OH, MY DEAR LORD, SPREAD THE FLAME FROM EAST TO WEST,NORTH TO SOUTH, THAT ALL MAY BE SAVED”

In the beginning of Methodism in Easton, NY, Circuit Riders were sent to preach. According to legend, in his Journal of 1792, Matthias Swain, a Circuit Rider told of conducting a quarterly meeting in Easton. He prayed saying “Oh my dear Lord, spread the flame from east to west, north to south, that all may be saved”. By the end of the quarterly meeting, the warmth of the flame ran through the congregation. The Circuit Rider’s prayer had been answered and spirit had been sparked anew. This legend suggests that the Methodist flame and cross symbol existing today may have originated from this meeting.

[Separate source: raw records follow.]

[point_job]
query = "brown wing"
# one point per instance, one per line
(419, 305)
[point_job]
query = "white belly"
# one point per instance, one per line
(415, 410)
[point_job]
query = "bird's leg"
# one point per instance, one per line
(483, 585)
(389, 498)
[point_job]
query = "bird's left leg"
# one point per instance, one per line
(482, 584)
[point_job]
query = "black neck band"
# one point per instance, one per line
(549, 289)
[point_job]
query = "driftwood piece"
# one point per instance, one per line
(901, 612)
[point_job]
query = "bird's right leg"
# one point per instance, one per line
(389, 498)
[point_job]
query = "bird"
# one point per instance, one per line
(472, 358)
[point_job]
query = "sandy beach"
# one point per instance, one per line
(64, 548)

In 1824, the Church in Easton was organized and called Methodist Episcopal in Crandall’s Corners. There was no building until 1835. At that time, a small building was erected on land donated by John Drake and Benjamin Hutchins. It was sold in 1850 and in 1868, was dedicated as a Union Church. Also, in 1835, the first Methodist Church in North Easton was erected on land deeded to Asa Cogshall, William Read, Sanford R Benson, Gardner E Anthony and John Robinson, the trustees of the Methodist Church of Easton. This first building was built on the land situated south of the present location now occupied by the Victory View Vineyard at a cost of $650 to be divided between the several churches of the circuit.

In 1849, preferring that the Church be in Easton Corners, the piece of land that the Church now stands on was purchased for $50 from Andrew and Anna May Van Schaick and deeded to Sanford Benson, William Bishop, William Read, Ezra Burdick, and Henry Darby who were the Church Trustees. Oral tradition has it that the building was moved to that site. Records show that the building was built in 1850 at the cost of $1500, money raised by subscription. Records show that the 600 pound bell was purchased and placed in the belfry in 1899.

The original white pews were replaced during the pastorate of Rev. Margaret Coleman. She served from 1925-1936. The varnished pews that we have today were the replacement pews. The pews came from the old Schaghticoke Hill Methodist Church which is now gone.

Other significant dates include: 1941,electric organ purchased; 1955, oil furnace installed; 1956, kitchen updates; 1961, land purchased from Joseph Miller for a parking lot; 1963, dining room remodeled; 1967, Lowry organ purchased, 2010, drainage work done and shrubs planted. Many updates and additions have taken place through the years, the most recent being a blacktop parking lot in 2019, technology and internet access and a new outdoor sign, replacing the one purchased in 2000, in 2020.

  • History information gleaned from several publications that the Church has printed through the years including directories and cookbooks.